Prumsodun Ok et Natyarasa est la première compagnie de danse gay au Cambodge. Une troupe qui se veut aussi pionnière dans sa mise en scène, à la fois classique et inattendue.
Une lumière diffuse s'allume, révélant deux jeunes danseurs graciles sur la scène. Leurs mouvements sont lents et précis, ils enchainent les postures en conservant leur dos cambré, leurs mains recourbées, leurs jambes pliées, leurs orteils recroquevillés. Leurs corps flexibles rappellent la sinuosité du serpent, animal particulièrement important dans les croyances animistes khmères. La danse ancestrale évoque le reptile, qui rappelle le flot de l’eau lorsqu'il se déplace.
Les danseurs khmers se mouvaient de cette manière il y a plus de 1000 ans, afin d’invoquer l’eau, le fluide de la vie. En plus de divertir, ils agissaient aussi comme intermédiaires entre la terre et les divinités. « La danse khmère “robam kbach boran” a été conçue comme une prière en mouvement pour apporter la pluie, la fertilité et la prospérité », explique Prumsodun Ok, danseur, professeur, designeur et fondateur de Prumsodun Ok & Natyarasa, la première compagnie de danse khmère gay au Cambodge. La troupe dont font parti sept danseurs a été créée par l’artiste américano-cambodgien il y a quatre ans. Lorsqu’il s’est rendu à Phnom Penh dans le cadre d’un projet à court terme, il ne pensait pas y rester. « Puis je me suis rendu compte que si je voulais servir les traditions avec un plus grand impact, il fallait que je le fasse du Cambodge », confie-t-il.

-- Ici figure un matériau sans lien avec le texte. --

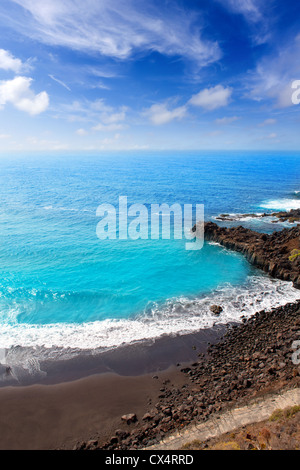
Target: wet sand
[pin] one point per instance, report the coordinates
(85, 398)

La moitié de la population du royaume a moins de 25 ans et veut du changement, selon Prumsodum Ok. Pourtant, il a l’impression que ces jeunes se limitent dans leurs idées parce que « lorsqu’ils regardent en arrière, ils n’ont aucun modèle auquel se rattacher », explique-t-il. Pour le fondateur de la compagnie, préserver un héritage culturel qui a presque disparu dans les années 70 est essentiel. Cet art qui a survécu au régime des Khmers rouges représente pour Prumsodun Ok un « symbole d’espoir, de grâce et de résistance pour tous les Khmers autour du monde ».
Un art qui doit être certes préservé mais qui doit aussi s’adapter et représenter le monde actuel. Selon le fondateur de la troupe, si la danse n’a pas de but, pas d’utilisation, alors la tradition va disparaître. « C’est ma responsabilité en tant qu’artiste de donner une nouvelle vie à ce que nous ont transmis nos ancêtres, insiste-t-il. De faire en sorte que cette danse serve la société et reflète qui nous sommes ». C’est la raison pour laquelle il a décidé de choisir des jeunes homosexuels comme danseurs, qui représentent à la fois la communauté LGBT et la nouvelle génération de Cambodgiens. « J’ai voulu utiliser cet aspect de la culture classique khmère comme un miroir. Ces jeunes hommes stigmatisés reflètent en dansant la beauté de ces histoires traditionnelles. Je veux que les gens voient leur beauté ».
Prumsodum Ok présente son spectacle Vajramala: Spirit of Khmer Dance comme une introduction au ballet traditionnel. « Nous voulons montrer au public les possibilités de ce que pourrait être la danse khmère, qu’ils sortent de la salle en se disant “je n'aurais jamais imaginé que les traditions peuvent être exprimées de cette manière », s’exclame-t-il.
Le spectacle est en effet surprenant. De la musique pop accompagne les gestes ancestraux. Quatre mouvements de base (voir nos animations) sont utilisés pour créer un langage via lequel les danseurs s’expriment. Chaque mouvement pouvant représenter une idée, une émotion ou une action est stylisé. « Pour en comprendre la signification exacte, il faut prêter attention aux paroles et au contexte », souligne Prumsodun Ok. Ainsi, il est aisé de décrypter la rage du danseur lorsqu’une lumière rouge clignote et que le bruit du tonnerre résonne.
Prumsodum Ok a aussi choisi de conserver la mise en scène traditionnelle. La danse s’apparente donc à une sorte de pièce de théâtre découpée en scénettes, qui donnent du rythme au spectacle.
La compagnie se représente au Java Creative Café de la rue 468 à Tuol Tom Pong, les samedis et dimanches. L’entrée coûte 25 dollars.